The primary causes of death are arterial dissections and ruptures. The walls of major blood vessels, including the aorta, can tear or burst without warning. The intestines and uterus are also vulnerable to rupture. A ruptured major artery is often fatal, and these events can occur with little or no preceding symptoms.
Pregnancy Risks in Vascular EDS
For women with vascular EDS, pregnancy carries elevated danger. A large review of 565 deliveries found that pregnancy-related deaths occurred in 5.3% of cases. Life-threatening complications, including arterial rupture, uterine rupture, and surgical complications, affected 14.5% of deliveries.
Interestingly, while pregnancy itself is riskier, survival data suggest that women who have been pregnant don’t have worse long-term survival compared to women with vascular EDS who have never been pregnant. The risk is concentrated around the pregnancy and delivery period rather than accumulating over time.
Treatment Can Reduce Vascular Events
There’s no cure for vascular EDS, but medical management can lower the risk of arterial complications. A blood pressure medication called celiprolol has been the standard treatment for years, helping reduce stress on fragile blood vessel walls. More recently, a randomized controlled trial published in Circulation found that adding a second blood pressure drug (an angiotensin receptor blocker) to celiprolol therapy cut the incidence of new arterial events by about 50% over two years. Patients on the combination had arterial complications at roughly half the rate of those on celiprolol alone: 27.6% versus 53.6%.
Beyond medication, people with vascular EDS are typically advised to avoid contact sports, heavy lifting, and other activities that spike blood pressure or risk trauma. Regular imaging to monitor blood vessels for early signs of weakening is also part of ongoing care.
Mental Health and Indirect Risks
Even in the non-vascular types, EDS can affect mortality indirectly through its impact on mental health. Chronic pain, limited mobility, and the frustration of living with a condition that’s often invisible to others create a heavy psychological burden. A chart review of 394 patients seeking EDS assessment at a Toronto clinic found that nearly 1 in 5 (17.8%) reported a past suicide attempt, and almost a third had a history of self-harm.

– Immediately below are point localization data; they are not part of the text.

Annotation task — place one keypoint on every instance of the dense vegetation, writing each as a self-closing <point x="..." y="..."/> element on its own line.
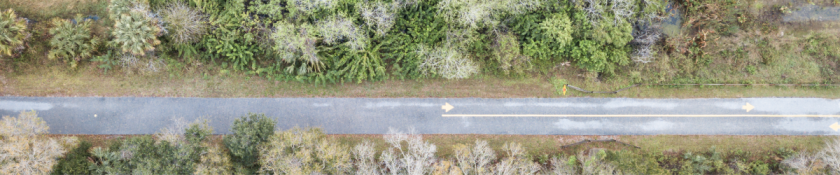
<point x="355" y="40"/>
<point x="256" y="147"/>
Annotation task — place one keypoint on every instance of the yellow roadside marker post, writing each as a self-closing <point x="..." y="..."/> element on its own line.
<point x="564" y="89"/>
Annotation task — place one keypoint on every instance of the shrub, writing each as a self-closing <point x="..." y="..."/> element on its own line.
<point x="135" y="32"/>
<point x="145" y="155"/>
<point x="516" y="162"/>
<point x="338" y="28"/>
<point x="476" y="160"/>
<point x="72" y="41"/>
<point x="118" y="7"/>
<point x="414" y="27"/>
<point x="185" y="25"/>
<point x="303" y="9"/>
<point x="506" y="52"/>
<point x="594" y="162"/>
<point x="215" y="161"/>
<point x="802" y="163"/>
<point x="357" y="65"/>
<point x="299" y="151"/>
<point x="558" y="27"/>
<point x="564" y="165"/>
<point x="831" y="154"/>
<point x="363" y="157"/>
<point x="297" y="44"/>
<point x="24" y="149"/>
<point x="379" y="16"/>
<point x="415" y="159"/>
<point x="74" y="162"/>
<point x="447" y="62"/>
<point x="13" y="30"/>
<point x="248" y="133"/>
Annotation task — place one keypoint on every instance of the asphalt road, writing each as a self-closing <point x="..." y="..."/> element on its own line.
<point x="560" y="116"/>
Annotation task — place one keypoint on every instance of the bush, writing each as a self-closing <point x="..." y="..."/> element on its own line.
<point x="447" y="62"/>
<point x="416" y="158"/>
<point x="594" y="162"/>
<point x="831" y="155"/>
<point x="135" y="32"/>
<point x="363" y="157"/>
<point x="507" y="53"/>
<point x="379" y="16"/>
<point x="476" y="160"/>
<point x="25" y="149"/>
<point x="72" y="40"/>
<point x="299" y="151"/>
<point x="516" y="162"/>
<point x="74" y="162"/>
<point x="145" y="155"/>
<point x="14" y="33"/>
<point x="413" y="28"/>
<point x="564" y="165"/>
<point x="215" y="161"/>
<point x="185" y="25"/>
<point x="297" y="44"/>
<point x="248" y="133"/>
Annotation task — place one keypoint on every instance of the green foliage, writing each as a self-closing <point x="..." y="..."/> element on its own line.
<point x="75" y="161"/>
<point x="447" y="62"/>
<point x="140" y="155"/>
<point x="823" y="46"/>
<point x="73" y="42"/>
<point x="534" y="30"/>
<point x="296" y="46"/>
<point x="711" y="162"/>
<point x="414" y="27"/>
<point x="357" y="66"/>
<point x="135" y="32"/>
<point x="602" y="47"/>
<point x="185" y="24"/>
<point x="558" y="26"/>
<point x="271" y="9"/>
<point x="629" y="162"/>
<point x="506" y="53"/>
<point x="106" y="61"/>
<point x="216" y="160"/>
<point x="144" y="155"/>
<point x="310" y="150"/>
<point x="118" y="7"/>
<point x="12" y="33"/>
<point x="248" y="133"/>
<point x="235" y="37"/>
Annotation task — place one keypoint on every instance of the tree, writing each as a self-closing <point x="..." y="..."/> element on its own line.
<point x="135" y="32"/>
<point x="12" y="33"/>
<point x="516" y="162"/>
<point x="24" y="149"/>
<point x="299" y="151"/>
<point x="476" y="160"/>
<point x="248" y="133"/>
<point x="173" y="152"/>
<point x="414" y="159"/>
<point x="185" y="25"/>
<point x="72" y="40"/>
<point x="447" y="62"/>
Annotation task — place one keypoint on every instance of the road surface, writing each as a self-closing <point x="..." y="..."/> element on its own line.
<point x="554" y="116"/>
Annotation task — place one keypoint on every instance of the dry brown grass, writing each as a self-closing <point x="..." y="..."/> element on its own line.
<point x="56" y="81"/>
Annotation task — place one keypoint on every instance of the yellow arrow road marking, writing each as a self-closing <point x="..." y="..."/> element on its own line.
<point x="748" y="107"/>
<point x="447" y="107"/>
<point x="628" y="115"/>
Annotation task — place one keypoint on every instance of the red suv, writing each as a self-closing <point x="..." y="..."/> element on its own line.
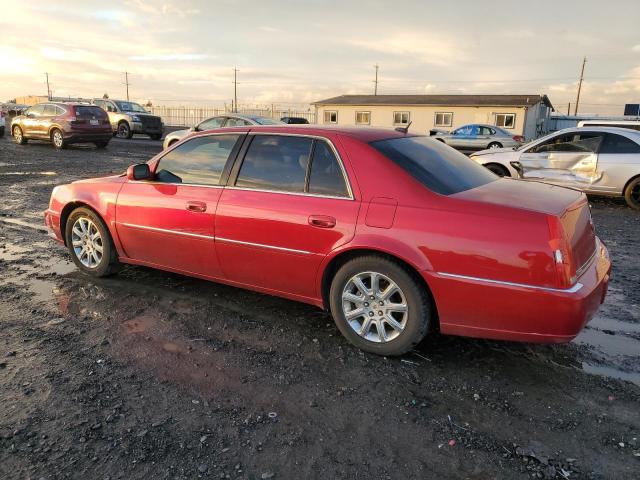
<point x="395" y="234"/>
<point x="62" y="124"/>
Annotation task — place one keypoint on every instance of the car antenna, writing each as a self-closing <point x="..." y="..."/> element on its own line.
<point x="404" y="130"/>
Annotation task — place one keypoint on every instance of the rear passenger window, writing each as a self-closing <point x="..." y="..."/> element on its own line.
<point x="619" y="144"/>
<point x="276" y="162"/>
<point x="198" y="161"/>
<point x="325" y="177"/>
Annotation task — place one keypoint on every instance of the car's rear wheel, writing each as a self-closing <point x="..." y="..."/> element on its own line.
<point x="498" y="169"/>
<point x="18" y="136"/>
<point x="57" y="139"/>
<point x="90" y="244"/>
<point x="379" y="306"/>
<point x="632" y="193"/>
<point x="124" y="131"/>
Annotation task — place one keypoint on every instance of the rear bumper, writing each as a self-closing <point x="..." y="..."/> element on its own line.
<point x="491" y="309"/>
<point x="81" y="137"/>
<point x="52" y="222"/>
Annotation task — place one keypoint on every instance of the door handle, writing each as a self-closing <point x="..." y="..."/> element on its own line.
<point x="196" y="206"/>
<point x="322" y="221"/>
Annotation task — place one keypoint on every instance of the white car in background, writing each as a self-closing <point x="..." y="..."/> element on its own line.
<point x="596" y="160"/>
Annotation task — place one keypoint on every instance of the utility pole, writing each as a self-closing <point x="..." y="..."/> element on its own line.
<point x="48" y="89"/>
<point x="235" y="90"/>
<point x="126" y="82"/>
<point x="375" y="82"/>
<point x="575" y="111"/>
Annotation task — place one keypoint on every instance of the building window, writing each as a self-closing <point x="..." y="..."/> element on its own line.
<point x="363" y="118"/>
<point x="330" y="116"/>
<point x="506" y="120"/>
<point x="400" y="118"/>
<point x="443" y="119"/>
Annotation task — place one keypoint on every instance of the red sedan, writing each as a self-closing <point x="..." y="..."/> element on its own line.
<point x="396" y="234"/>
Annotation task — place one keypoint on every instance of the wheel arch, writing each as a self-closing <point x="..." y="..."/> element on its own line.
<point x="344" y="256"/>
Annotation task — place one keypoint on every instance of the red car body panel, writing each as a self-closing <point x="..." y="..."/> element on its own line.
<point x="484" y="253"/>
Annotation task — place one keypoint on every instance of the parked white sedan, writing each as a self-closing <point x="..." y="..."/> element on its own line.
<point x="596" y="160"/>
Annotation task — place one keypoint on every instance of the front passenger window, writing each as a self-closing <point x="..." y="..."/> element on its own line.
<point x="198" y="161"/>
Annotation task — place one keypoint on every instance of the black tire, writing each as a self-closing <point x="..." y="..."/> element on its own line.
<point x="419" y="313"/>
<point x="18" y="136"/>
<point x="632" y="193"/>
<point x="498" y="169"/>
<point x="108" y="263"/>
<point x="124" y="130"/>
<point x="57" y="139"/>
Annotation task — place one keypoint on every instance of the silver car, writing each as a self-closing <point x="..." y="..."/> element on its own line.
<point x="222" y="121"/>
<point x="596" y="160"/>
<point x="478" y="137"/>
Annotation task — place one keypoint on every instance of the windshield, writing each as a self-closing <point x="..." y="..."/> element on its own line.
<point x="437" y="166"/>
<point x="266" y="121"/>
<point x="130" y="107"/>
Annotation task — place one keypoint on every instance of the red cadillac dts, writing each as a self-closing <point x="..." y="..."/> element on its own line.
<point x="395" y="234"/>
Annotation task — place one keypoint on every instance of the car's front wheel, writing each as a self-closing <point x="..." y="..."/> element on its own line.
<point x="18" y="136"/>
<point x="379" y="306"/>
<point x="632" y="193"/>
<point x="90" y="244"/>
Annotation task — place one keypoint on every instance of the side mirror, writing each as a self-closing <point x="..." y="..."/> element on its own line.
<point x="139" y="172"/>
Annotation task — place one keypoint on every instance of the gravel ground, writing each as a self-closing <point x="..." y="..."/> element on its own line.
<point x="153" y="375"/>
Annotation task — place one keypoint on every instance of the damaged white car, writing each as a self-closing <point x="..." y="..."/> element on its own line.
<point x="596" y="160"/>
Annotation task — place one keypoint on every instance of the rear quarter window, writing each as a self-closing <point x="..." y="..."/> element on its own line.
<point x="89" y="112"/>
<point x="437" y="166"/>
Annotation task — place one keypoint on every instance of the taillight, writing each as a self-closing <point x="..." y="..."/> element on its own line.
<point x="562" y="255"/>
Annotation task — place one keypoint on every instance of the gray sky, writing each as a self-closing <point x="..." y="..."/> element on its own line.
<point x="299" y="51"/>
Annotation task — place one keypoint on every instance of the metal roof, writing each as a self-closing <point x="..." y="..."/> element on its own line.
<point x="444" y="100"/>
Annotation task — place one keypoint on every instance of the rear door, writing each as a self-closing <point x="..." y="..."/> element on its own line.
<point x="170" y="221"/>
<point x="287" y="205"/>
<point x="569" y="159"/>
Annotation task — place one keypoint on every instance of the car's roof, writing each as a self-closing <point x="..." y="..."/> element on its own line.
<point x="364" y="134"/>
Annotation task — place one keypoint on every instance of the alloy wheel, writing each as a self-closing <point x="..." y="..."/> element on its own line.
<point x="87" y="242"/>
<point x="375" y="307"/>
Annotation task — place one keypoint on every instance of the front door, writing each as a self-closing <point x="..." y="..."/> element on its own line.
<point x="170" y="221"/>
<point x="288" y="204"/>
<point x="569" y="159"/>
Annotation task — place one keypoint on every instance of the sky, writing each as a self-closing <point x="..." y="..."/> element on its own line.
<point x="291" y="53"/>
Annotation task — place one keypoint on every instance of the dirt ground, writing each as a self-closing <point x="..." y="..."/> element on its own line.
<point x="153" y="375"/>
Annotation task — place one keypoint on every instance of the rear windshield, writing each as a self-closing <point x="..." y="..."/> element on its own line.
<point x="437" y="166"/>
<point x="89" y="112"/>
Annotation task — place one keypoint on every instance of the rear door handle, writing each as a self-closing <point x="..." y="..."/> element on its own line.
<point x="322" y="221"/>
<point x="197" y="206"/>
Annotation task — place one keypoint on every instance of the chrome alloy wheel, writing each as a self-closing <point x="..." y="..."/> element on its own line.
<point x="375" y="307"/>
<point x="87" y="242"/>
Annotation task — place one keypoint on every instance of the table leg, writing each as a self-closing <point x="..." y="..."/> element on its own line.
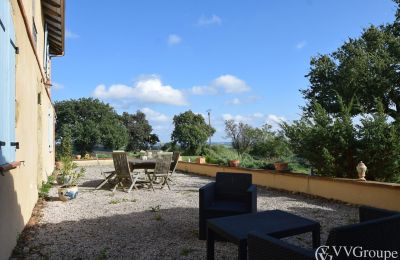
<point x="210" y="244"/>
<point x="316" y="237"/>
<point x="242" y="253"/>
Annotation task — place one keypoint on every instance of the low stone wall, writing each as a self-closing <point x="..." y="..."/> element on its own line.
<point x="374" y="194"/>
<point x="107" y="161"/>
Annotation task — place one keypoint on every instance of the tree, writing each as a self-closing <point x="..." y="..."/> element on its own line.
<point x="243" y="136"/>
<point x="65" y="148"/>
<point x="191" y="132"/>
<point x="328" y="143"/>
<point x="380" y="146"/>
<point x="363" y="69"/>
<point x="91" y="122"/>
<point x="139" y="131"/>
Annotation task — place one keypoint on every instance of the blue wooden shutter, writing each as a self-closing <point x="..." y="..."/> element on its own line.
<point x="50" y="129"/>
<point x="7" y="83"/>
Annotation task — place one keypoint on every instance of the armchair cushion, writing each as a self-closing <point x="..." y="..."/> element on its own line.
<point x="227" y="206"/>
<point x="232" y="186"/>
<point x="231" y="194"/>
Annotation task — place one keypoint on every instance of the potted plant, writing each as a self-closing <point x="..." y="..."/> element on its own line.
<point x="201" y="160"/>
<point x="234" y="163"/>
<point x="280" y="165"/>
<point x="68" y="176"/>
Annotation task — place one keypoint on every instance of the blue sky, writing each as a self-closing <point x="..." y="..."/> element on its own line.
<point x="244" y="60"/>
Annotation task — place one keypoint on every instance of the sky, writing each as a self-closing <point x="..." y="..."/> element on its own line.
<point x="242" y="60"/>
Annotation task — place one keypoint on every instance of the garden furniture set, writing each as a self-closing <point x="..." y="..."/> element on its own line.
<point x="134" y="172"/>
<point x="228" y="211"/>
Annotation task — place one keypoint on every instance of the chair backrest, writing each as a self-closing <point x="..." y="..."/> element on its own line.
<point x="121" y="164"/>
<point x="174" y="163"/>
<point x="382" y="234"/>
<point x="232" y="186"/>
<point x="163" y="163"/>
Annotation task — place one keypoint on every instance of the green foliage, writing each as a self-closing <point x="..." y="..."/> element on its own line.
<point x="243" y="136"/>
<point x="365" y="68"/>
<point x="68" y="172"/>
<point x="219" y="154"/>
<point x="139" y="131"/>
<point x="271" y="145"/>
<point x="333" y="145"/>
<point x="65" y="148"/>
<point x="91" y="122"/>
<point x="44" y="189"/>
<point x="380" y="147"/>
<point x="327" y="143"/>
<point x="191" y="132"/>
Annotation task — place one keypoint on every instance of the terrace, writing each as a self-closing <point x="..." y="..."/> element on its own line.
<point x="143" y="224"/>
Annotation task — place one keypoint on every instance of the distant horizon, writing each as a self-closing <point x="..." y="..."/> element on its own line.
<point x="246" y="62"/>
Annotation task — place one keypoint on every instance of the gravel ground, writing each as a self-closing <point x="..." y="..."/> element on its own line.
<point x="144" y="224"/>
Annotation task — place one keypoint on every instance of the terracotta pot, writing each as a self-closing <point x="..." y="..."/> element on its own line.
<point x="58" y="165"/>
<point x="201" y="160"/>
<point x="281" y="167"/>
<point x="234" y="163"/>
<point x="67" y="192"/>
<point x="361" y="170"/>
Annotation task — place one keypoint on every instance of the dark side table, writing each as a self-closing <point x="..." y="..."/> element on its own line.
<point x="275" y="223"/>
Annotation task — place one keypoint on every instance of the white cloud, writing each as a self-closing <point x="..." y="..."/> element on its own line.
<point x="228" y="83"/>
<point x="57" y="86"/>
<point x="70" y="35"/>
<point x="275" y="119"/>
<point x="203" y="90"/>
<point x="146" y="90"/>
<point x="212" y="20"/>
<point x="236" y="118"/>
<point x="301" y="45"/>
<point x="258" y="115"/>
<point x="255" y="118"/>
<point x="154" y="115"/>
<point x="231" y="84"/>
<point x="174" y="39"/>
<point x="234" y="101"/>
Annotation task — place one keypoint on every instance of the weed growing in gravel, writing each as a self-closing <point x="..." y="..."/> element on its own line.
<point x="186" y="251"/>
<point x="44" y="190"/>
<point x="117" y="201"/>
<point x="103" y="253"/>
<point x="155" y="209"/>
<point x="194" y="232"/>
<point x="158" y="217"/>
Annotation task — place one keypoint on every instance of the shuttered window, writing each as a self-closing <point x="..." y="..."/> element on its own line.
<point x="50" y="129"/>
<point x="7" y="83"/>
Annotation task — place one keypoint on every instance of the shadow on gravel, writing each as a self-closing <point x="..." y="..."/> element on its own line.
<point x="152" y="234"/>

The study identified two factors beyond pain that were linked to higher risk: symptoms of borderline personality disorder and autonomic dysfunction, the nervous system irregularity that causes dizziness, racing heart, and fainting common in many EDS patients. Joint hypermobility itself, the hallmark feature of EDS, was independently associated with increased self-harm even after accounting for other factors.
These findings highlight that the dangers of EDS aren’t limited to organ rupture. The chronic, daily nature of the condition creates risks that don’t show up in life expectancy statistics but matter enormously. Access to pain management, mental health support, and a medical team that takes symptoms seriously can make a meaningful difference in outcomes across all EDS types.